-
-
[求助]关于寒江独钓透明加密的几个疑问
-
发表于: 2010-7-9 14:11 4417
-
//初学驱动,里面有几个不太清楚的问题请大家指教
寒江 p230
只要一个文件以缓冲方式打开过,则其内容的全部或者部分都已经保存在内存中。

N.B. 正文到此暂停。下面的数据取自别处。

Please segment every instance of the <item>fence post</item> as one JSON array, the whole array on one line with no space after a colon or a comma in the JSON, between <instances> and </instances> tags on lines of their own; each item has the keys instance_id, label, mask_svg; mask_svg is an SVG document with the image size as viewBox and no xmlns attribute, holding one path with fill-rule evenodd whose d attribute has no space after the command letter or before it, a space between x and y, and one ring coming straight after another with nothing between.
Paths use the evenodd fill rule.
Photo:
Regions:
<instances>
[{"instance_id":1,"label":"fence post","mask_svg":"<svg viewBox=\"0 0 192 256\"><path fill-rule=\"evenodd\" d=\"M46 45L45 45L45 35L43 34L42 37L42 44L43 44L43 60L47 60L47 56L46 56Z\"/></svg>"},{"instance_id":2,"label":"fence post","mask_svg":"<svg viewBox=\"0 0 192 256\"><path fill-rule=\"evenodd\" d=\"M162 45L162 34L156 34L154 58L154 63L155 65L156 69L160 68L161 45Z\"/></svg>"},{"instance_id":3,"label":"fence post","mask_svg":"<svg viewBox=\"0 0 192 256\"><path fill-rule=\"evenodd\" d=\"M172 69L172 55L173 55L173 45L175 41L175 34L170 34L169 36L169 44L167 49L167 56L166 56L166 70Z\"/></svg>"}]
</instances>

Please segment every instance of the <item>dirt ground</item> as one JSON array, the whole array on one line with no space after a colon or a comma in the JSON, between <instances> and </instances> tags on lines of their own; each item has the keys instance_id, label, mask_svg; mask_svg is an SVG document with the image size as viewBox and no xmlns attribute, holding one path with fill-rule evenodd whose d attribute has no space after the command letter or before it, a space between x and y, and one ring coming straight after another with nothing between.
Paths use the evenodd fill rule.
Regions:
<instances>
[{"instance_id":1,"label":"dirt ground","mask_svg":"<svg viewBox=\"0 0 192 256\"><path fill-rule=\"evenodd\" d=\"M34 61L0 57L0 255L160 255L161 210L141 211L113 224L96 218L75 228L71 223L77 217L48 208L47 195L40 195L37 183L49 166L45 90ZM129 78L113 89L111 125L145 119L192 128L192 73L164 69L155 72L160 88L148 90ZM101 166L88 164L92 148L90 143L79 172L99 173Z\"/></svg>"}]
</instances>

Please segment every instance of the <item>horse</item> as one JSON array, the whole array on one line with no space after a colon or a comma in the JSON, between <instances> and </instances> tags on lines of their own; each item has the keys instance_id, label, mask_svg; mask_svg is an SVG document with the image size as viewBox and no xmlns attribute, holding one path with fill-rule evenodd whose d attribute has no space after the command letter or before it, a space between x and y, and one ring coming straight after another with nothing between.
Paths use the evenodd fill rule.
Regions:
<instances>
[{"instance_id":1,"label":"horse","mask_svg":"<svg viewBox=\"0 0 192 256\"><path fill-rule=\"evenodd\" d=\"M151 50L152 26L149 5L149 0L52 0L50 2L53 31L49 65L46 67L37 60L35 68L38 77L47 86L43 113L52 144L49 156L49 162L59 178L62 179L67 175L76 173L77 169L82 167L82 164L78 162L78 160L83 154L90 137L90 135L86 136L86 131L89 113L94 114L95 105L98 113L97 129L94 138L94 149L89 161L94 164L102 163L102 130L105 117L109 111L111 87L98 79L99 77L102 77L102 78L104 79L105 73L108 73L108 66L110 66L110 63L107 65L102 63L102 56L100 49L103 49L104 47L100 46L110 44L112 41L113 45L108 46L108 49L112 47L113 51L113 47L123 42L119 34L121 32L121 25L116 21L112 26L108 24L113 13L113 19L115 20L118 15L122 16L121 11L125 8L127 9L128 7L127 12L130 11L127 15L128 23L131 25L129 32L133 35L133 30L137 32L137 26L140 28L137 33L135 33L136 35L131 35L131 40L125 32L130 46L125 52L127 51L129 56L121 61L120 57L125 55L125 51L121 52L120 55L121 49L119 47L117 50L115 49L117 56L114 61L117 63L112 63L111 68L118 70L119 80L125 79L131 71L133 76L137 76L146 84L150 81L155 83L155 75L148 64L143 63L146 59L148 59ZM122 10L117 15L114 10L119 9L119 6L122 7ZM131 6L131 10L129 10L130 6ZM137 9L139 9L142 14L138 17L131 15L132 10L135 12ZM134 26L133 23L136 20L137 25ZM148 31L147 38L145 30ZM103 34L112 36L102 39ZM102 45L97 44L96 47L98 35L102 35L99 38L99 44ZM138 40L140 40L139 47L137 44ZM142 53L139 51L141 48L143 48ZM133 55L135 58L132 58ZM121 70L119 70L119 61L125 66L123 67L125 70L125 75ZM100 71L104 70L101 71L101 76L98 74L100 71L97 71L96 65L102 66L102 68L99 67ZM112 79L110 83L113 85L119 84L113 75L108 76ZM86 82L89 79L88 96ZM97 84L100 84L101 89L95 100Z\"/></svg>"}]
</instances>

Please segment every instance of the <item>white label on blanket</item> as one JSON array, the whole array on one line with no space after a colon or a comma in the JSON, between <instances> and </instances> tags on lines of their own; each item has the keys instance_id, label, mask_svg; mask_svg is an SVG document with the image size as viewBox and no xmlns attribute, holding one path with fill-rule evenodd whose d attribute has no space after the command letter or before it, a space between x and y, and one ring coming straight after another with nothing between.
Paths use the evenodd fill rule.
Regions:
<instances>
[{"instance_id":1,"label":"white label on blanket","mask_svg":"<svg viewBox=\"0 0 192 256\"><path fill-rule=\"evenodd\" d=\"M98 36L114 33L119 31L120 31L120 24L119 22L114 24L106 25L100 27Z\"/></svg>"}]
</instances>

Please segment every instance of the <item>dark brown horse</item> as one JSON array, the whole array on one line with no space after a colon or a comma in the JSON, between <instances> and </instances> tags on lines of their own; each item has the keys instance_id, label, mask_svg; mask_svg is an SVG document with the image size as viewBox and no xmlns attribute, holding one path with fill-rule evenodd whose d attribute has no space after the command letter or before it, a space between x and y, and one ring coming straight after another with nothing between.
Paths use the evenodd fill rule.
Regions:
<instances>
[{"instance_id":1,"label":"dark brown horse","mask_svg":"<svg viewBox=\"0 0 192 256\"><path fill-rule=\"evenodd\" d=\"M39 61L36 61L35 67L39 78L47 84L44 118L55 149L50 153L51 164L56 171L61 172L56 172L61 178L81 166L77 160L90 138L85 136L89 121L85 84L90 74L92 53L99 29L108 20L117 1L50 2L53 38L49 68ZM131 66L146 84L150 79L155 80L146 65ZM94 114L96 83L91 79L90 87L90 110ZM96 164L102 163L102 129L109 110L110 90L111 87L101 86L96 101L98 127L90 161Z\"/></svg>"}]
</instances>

本书称这部分信息为文件缓冲。
书中有提到 记事本是以内存映射方式访问文件内容。那么算不算以缓冲方式打开?如果不是,那么还有没有所谓的文件缓冲?怎么后面又清理缓冲??
另:清理缓冲代码中也有两个疑问
文中的几处疑惑还是来自自己对API运用的不熟悉
if (ExIsResourceAcquiredExclusiveLite(pFcb->Resource) == FALSE)
//此处不解??为什么要不能互斥获得pFcb->Resource才开始以下处理?
if (bLockedPagingIoResource) //此处不解??根据另一资源能否互斥获取来决定获得本资源时等待还是立即返回?
那么会不会出现 ExIsResourceAcquiredExclusiveLite 得出互斥获取两资源均为真
而没有运行ExIsResourceAcquiredExclusiveLite来获得资源便来到BREAK处跳出了??
寒江 p230
只要一个文件以缓冲方式打开过,则其内容的全部或者部分都已经保存在内存中。本书称这部分信息为文件缓冲。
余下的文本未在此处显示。